Assignment: Generating a Correlation Coefficient
22 Aug 2016Program and outputs
%matplotlib inline
import pandas
import numpy
import scipy
import seaborn
import matplotlib.pyplot as plt
data = pandas.read_csv('gapminder.csv')
print('Total number of countries: {0}'.format(len(data)))
Total number of countries: 213
# Convert numeric types
data['incomeperperson'] = pandas.to_numeric(data['incomeperperson'], errors='coerce')
data['alcconsumption'] = pandas.to_numeric(data['alcconsumption'], errors='coerce')
data['lifeexpectancy'] = pandas.to_numeric(data['lifeexpectancy'], errors='coerce')
clean = data[['incomeperperson', 'alcconsumption', 'lifeexpectancy']].dropna()
scat1 = seaborn.regplot(x='incomeperperson', y='lifeexpectancy', fit_reg=True, data=clean, logx=True)
plt.xlabel('Income per Person')
plt.ylabel('Life Expectancy')
plt.title('Scatterplot for the Association between Income per Person and Life Expectancy')
print('Association between Income per Person and Life Expectancy')
print(scipy.stats.pearsonr(clean['incomeperperson'], clean['lifeexpectancy']))
Association between Income per Person and Life Expectancy
(0.59534257610705288, 8.874239655396052e-18)
scat2 = seaborn.regplot(x='alcconsumption', y='lifeexpectancy', fit_reg=True, data=clean)
plt.xlabel('Alcohol Consumption')
plt.ylabel('Life Expectancy')
plt.title('Scatterplot for the Association between Alcohol Consumption and Life Expectancy')
print('Association between Alcohol Consumption and Life Expectancy')
print(scipy.stats.pearsonr(clean['alcconsumption'], clean['lifeexpectancy']))

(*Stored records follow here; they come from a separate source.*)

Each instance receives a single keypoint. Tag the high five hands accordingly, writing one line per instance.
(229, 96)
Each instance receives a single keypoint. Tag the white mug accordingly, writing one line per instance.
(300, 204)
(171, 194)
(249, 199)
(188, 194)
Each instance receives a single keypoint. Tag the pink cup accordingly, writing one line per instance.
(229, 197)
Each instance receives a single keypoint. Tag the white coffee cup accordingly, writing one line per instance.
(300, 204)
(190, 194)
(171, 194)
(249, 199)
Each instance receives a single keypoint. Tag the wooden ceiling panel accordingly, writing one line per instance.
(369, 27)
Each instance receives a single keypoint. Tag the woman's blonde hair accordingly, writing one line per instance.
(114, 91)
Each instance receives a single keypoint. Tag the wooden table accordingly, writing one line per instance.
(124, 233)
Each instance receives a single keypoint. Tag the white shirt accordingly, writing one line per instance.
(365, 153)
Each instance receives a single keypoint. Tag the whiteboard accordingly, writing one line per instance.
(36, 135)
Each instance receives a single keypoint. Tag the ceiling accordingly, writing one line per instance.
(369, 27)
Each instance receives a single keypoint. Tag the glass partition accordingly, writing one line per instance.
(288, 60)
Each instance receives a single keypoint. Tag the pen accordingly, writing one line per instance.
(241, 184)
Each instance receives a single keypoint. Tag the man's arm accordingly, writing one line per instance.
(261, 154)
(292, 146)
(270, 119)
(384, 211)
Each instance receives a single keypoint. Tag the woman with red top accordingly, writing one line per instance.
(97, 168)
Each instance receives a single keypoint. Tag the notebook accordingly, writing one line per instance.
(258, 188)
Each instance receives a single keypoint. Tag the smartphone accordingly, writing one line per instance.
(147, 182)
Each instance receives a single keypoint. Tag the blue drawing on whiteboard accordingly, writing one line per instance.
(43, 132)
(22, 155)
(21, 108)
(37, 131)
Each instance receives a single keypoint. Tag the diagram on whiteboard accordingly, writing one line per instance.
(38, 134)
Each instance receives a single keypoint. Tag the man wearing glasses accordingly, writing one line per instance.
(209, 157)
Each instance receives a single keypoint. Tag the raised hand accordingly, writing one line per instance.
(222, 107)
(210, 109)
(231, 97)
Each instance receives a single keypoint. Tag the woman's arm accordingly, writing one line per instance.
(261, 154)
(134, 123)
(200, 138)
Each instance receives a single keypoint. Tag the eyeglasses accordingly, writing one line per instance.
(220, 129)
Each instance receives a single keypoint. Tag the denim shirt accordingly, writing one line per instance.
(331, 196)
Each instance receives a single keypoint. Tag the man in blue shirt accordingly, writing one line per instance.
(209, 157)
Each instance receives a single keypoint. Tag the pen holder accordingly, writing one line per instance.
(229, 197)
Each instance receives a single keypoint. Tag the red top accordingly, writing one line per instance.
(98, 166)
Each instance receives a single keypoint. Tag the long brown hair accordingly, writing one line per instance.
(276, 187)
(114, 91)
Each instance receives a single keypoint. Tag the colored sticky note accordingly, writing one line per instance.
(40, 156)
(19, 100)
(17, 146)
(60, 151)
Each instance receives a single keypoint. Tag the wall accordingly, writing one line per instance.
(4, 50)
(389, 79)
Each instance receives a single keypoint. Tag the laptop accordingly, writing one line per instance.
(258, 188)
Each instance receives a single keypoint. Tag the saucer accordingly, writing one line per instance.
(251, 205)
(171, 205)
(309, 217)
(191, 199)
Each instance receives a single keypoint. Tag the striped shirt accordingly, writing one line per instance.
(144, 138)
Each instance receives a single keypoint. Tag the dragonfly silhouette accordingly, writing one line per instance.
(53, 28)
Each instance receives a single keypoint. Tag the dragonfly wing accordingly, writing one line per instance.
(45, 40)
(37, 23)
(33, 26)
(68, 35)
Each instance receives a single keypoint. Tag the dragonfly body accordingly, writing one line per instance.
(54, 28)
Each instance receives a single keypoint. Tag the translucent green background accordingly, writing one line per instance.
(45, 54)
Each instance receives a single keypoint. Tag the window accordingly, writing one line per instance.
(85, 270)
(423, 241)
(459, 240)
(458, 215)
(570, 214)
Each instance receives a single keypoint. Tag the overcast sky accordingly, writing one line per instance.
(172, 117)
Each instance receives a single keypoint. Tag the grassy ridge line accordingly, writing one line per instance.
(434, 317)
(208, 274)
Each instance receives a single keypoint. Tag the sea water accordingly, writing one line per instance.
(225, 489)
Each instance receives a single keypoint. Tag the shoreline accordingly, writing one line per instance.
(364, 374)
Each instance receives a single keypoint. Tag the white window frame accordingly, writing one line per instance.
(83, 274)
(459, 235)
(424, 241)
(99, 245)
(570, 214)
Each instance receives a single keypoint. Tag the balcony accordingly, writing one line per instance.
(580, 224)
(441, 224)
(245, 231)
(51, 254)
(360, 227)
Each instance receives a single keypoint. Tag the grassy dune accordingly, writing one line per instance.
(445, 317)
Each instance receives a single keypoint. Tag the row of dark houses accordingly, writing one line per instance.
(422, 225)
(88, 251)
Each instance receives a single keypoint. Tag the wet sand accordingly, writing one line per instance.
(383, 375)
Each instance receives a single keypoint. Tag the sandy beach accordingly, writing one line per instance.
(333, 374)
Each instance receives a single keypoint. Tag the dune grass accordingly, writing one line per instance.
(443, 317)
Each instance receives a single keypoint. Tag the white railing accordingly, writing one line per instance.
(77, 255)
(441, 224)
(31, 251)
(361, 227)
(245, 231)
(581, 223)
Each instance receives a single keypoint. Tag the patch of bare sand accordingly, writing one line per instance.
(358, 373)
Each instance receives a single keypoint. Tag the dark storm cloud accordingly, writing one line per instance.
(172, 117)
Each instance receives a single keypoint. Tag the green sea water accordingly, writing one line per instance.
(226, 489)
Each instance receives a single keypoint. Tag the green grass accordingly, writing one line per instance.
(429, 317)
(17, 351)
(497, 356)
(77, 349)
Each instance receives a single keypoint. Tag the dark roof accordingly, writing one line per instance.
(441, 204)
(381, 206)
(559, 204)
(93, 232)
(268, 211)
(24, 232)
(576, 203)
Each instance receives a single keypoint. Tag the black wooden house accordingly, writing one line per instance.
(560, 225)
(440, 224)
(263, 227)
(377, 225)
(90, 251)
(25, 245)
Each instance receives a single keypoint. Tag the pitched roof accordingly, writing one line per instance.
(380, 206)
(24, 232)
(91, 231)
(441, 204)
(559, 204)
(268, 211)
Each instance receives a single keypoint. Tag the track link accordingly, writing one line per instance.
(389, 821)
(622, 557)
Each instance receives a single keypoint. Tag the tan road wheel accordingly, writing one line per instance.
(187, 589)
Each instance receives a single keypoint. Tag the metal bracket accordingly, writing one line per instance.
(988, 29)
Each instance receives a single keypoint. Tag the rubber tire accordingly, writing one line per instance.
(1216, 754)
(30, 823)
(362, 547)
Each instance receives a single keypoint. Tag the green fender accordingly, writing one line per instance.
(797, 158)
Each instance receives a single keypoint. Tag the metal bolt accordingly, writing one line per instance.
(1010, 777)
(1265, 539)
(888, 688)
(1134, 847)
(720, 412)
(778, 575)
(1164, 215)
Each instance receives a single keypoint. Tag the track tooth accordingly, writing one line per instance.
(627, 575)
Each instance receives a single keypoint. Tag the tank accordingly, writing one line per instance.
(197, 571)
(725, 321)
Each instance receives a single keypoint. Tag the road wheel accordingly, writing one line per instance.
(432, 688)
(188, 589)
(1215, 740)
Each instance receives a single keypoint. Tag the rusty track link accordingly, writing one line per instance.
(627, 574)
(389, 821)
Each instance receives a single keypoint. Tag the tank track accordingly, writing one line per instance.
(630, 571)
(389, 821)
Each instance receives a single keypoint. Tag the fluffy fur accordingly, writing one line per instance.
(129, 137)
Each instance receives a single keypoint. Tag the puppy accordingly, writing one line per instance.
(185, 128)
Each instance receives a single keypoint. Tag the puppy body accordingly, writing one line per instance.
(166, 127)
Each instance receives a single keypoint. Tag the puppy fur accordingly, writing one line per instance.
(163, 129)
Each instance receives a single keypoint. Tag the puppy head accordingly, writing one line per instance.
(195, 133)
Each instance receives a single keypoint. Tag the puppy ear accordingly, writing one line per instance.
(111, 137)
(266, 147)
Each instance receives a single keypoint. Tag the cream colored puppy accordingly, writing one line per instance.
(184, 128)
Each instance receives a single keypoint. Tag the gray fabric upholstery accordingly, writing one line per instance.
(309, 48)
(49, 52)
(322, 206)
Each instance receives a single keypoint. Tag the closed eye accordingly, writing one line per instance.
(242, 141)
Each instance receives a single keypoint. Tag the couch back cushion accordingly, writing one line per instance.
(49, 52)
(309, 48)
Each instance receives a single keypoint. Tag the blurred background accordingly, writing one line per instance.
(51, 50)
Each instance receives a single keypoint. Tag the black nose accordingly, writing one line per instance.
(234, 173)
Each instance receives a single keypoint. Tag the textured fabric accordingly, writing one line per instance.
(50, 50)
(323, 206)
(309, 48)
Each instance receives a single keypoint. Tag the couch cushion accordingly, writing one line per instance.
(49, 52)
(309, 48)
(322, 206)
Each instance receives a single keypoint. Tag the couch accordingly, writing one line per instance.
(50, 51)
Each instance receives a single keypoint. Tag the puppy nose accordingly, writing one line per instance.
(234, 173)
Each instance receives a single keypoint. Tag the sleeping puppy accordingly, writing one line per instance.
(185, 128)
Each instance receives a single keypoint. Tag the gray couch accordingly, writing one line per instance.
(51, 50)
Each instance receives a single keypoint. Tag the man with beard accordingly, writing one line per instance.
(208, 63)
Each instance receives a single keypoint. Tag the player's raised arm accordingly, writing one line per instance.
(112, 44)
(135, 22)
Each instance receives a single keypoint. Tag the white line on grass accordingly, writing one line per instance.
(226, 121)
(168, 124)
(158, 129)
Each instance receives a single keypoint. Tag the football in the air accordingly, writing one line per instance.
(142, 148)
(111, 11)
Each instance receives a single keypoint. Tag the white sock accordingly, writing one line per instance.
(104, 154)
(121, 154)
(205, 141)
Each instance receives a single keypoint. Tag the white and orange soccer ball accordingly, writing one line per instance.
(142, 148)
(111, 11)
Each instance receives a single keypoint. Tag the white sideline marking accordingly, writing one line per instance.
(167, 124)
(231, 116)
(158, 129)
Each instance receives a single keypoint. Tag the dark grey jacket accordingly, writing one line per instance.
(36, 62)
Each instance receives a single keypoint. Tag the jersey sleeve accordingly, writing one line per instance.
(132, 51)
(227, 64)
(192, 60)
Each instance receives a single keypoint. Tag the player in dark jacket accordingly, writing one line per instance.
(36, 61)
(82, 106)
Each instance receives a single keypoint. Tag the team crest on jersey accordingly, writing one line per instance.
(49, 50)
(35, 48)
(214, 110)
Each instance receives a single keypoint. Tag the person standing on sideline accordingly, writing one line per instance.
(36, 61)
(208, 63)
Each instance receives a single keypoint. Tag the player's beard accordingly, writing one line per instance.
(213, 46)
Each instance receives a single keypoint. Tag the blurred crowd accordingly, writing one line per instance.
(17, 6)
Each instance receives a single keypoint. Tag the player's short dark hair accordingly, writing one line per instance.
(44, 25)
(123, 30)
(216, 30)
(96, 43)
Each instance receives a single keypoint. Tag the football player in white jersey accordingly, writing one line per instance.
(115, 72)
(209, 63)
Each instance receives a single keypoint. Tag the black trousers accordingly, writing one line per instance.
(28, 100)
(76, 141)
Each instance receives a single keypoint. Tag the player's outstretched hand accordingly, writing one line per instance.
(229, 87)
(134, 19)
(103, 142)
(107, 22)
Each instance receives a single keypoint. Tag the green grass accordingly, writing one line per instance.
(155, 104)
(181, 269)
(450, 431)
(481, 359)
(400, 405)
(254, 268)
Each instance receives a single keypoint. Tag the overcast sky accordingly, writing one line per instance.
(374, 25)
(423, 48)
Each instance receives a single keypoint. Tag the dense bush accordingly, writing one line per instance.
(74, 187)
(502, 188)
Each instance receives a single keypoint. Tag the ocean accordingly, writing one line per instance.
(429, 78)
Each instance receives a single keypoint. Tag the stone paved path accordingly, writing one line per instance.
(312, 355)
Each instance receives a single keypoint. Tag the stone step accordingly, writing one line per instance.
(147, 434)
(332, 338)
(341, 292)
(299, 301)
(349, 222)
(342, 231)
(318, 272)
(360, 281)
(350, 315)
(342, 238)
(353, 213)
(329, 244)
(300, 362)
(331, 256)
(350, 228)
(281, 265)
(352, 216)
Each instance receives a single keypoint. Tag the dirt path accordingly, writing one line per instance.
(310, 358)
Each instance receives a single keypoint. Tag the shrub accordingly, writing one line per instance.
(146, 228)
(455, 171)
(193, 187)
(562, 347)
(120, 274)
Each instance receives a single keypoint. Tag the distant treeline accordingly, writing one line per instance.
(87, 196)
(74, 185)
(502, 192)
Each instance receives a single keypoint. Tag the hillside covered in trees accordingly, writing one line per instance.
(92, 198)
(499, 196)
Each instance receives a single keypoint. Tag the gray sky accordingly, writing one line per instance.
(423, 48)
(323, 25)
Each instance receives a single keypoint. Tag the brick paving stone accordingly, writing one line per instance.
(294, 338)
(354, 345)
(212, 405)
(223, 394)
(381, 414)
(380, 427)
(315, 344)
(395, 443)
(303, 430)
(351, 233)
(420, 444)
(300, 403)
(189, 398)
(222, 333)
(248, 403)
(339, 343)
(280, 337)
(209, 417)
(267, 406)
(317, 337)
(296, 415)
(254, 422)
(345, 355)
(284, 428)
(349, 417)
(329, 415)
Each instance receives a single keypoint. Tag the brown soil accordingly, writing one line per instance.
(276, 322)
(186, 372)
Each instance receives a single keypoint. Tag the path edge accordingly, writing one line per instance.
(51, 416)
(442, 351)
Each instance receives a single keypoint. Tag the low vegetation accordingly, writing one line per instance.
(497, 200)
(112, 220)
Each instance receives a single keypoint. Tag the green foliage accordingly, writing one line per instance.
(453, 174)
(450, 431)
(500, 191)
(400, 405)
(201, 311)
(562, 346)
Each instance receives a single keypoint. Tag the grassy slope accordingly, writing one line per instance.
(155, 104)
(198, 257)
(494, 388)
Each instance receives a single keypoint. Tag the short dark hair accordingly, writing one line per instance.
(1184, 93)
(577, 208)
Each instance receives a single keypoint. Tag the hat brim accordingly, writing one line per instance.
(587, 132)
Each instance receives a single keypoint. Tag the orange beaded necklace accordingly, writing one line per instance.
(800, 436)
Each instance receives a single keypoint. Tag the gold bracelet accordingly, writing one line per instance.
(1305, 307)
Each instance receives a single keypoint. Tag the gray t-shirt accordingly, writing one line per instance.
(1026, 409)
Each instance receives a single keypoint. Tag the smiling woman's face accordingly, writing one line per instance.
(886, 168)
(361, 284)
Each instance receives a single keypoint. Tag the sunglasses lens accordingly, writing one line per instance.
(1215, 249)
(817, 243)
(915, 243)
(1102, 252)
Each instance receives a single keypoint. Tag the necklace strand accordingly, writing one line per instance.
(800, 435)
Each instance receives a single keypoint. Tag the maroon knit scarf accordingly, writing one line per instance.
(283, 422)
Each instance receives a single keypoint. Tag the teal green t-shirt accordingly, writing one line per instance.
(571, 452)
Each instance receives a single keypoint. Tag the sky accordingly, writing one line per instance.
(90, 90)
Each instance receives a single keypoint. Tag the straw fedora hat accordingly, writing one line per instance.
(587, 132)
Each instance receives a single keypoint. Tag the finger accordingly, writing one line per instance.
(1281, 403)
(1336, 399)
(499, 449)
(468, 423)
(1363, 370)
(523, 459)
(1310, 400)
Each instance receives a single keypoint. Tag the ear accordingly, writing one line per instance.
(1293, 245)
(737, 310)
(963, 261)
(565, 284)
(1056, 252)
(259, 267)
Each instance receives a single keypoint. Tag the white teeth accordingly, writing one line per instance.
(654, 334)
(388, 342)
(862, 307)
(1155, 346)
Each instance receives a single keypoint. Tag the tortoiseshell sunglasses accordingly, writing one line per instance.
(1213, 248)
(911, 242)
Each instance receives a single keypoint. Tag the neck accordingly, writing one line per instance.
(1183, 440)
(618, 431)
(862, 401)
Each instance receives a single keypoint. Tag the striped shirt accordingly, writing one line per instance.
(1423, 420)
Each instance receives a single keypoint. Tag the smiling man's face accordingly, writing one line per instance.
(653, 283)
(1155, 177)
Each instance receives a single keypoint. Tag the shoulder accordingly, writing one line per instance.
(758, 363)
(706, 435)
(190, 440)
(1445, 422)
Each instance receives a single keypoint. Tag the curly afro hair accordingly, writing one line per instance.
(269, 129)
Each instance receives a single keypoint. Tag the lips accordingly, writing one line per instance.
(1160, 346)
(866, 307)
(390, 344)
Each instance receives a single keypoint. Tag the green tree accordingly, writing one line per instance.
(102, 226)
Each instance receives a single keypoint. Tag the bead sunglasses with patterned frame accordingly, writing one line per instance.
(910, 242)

Association between Alcohol Consumption and Life Expectancy
(0.29893173996914729, 7.1401036474160216e-05)
Summary
There is a significant difference between my two graphs, and the second one definitely doesn’t look significant.
There is a strong correlation between Income per Person and Life Expectancy. This has a very low p value, so we can say that this is significant.
There is a much weaker correlation between Alcohol Consumption and Life Expectancy, but the p value is still fairly low, so at least we can be confident about it.